The Day Hostilities Terminated
by
Robb Wilton

The day hostilities terminated, my missus said to me, 'What are you going to do now?'
I said, 'What do you mean, what am I going to do now?'
'Well,' she said, 'there's no Home Guard, no more fire-watching, they don't want any more special constables, so what are you going to do?'
I said, 'I'll do something'
She said, 'what?'
I said, 'How do I know? I don't know till I see Charlie Evans tonight.'
She said, 'What's Charlie Evans going to do?'
I said, 'He doesn't know 'till he sees me - we've got to talk it over.'
She said, 'Talk what over?'
I said, 'Post-war plans.'
She said, 'What's them?'
I said, 'That means future plans - we - we'll meet tonight at the local at eight o'clock and by closing time we might have a very good idea of how we stand.'
'Well,' she said, 'neither of you had any idea of how you stood at closing time last night and,' she said, 'on Peace Night you got mixed up in a fight.'
I said, 'Well, blimey, if you can't have a fight on Peace Night, when can you?'
But trying to find work now the war is over isn't going to be too easy - there's so few jobs the Missus can do.

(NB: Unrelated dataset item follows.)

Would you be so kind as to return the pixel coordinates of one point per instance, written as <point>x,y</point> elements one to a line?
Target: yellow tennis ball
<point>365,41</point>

I did call at a factory the other day, and I very nearly got a job. I saw Bill Wills... (strong audience reaction here - obviously a well-known member of staff). Ah! Now, one - one of the nicest... he said, 'Have you had your dinner?'
I said 'No.'
He said 'We have!' He said, 'You're a bit late turning up aren't you?', he said, 'Where do you think we'd all be if we were all like you?'
I said, 'well, I'm very fond of Southend myself, but...'
He said, 'Well,' he said, 'if I do take you on' he said, 'I might, I might have to put you in the women's section but' he said, 'you seem a bit too old for that.'
I said, 'Oh, I don't know!' I said, 'What do... what do you work at yourself?'
He said, 'Me? Me?' he said, 'I don't work, I'm the Foreman.'
I said, 'Ah, well anything like that'll do me,' I said.
He said, 'Anyhow,' he said, 'I may be able to give you a start in a week or two.'
And so I went home, and I told the Missus. I didn't tell her right away, because she hasn't been too well
lately, but when she came to, she said, 'And you're going to start work?' she said, 'Ooh, if my poor mother could only have lived to see this day...' and then swooned off again.
Well, now, I did think of taking a pub, and I said to the Missus, 'If I do,' I said, 'that Charlie Evans, he'll come in with me.'
She said, 'That'd be nothing new - he always does!'
I said, 'No, you don't under-', I said, 'When I say he'll come in with me, I mean he'll come in with me on a sharing basis.'
She said, 'What sharing basis?'
I said, 'I don't know - it'll all depend on what supplies we get.'
Then she said, 'Don't forget there's a lot of worry about... and what about shortages? Some days,' she said, 'the pubs have no beer at all!' Oh lumme, she does get morbid... and only the o... oh! Good gracious me, look at the - I should - they've been open three minutes! Charlie will have the needle... I've never been as late as this before - I must be off - tata! I'll see you later - so long!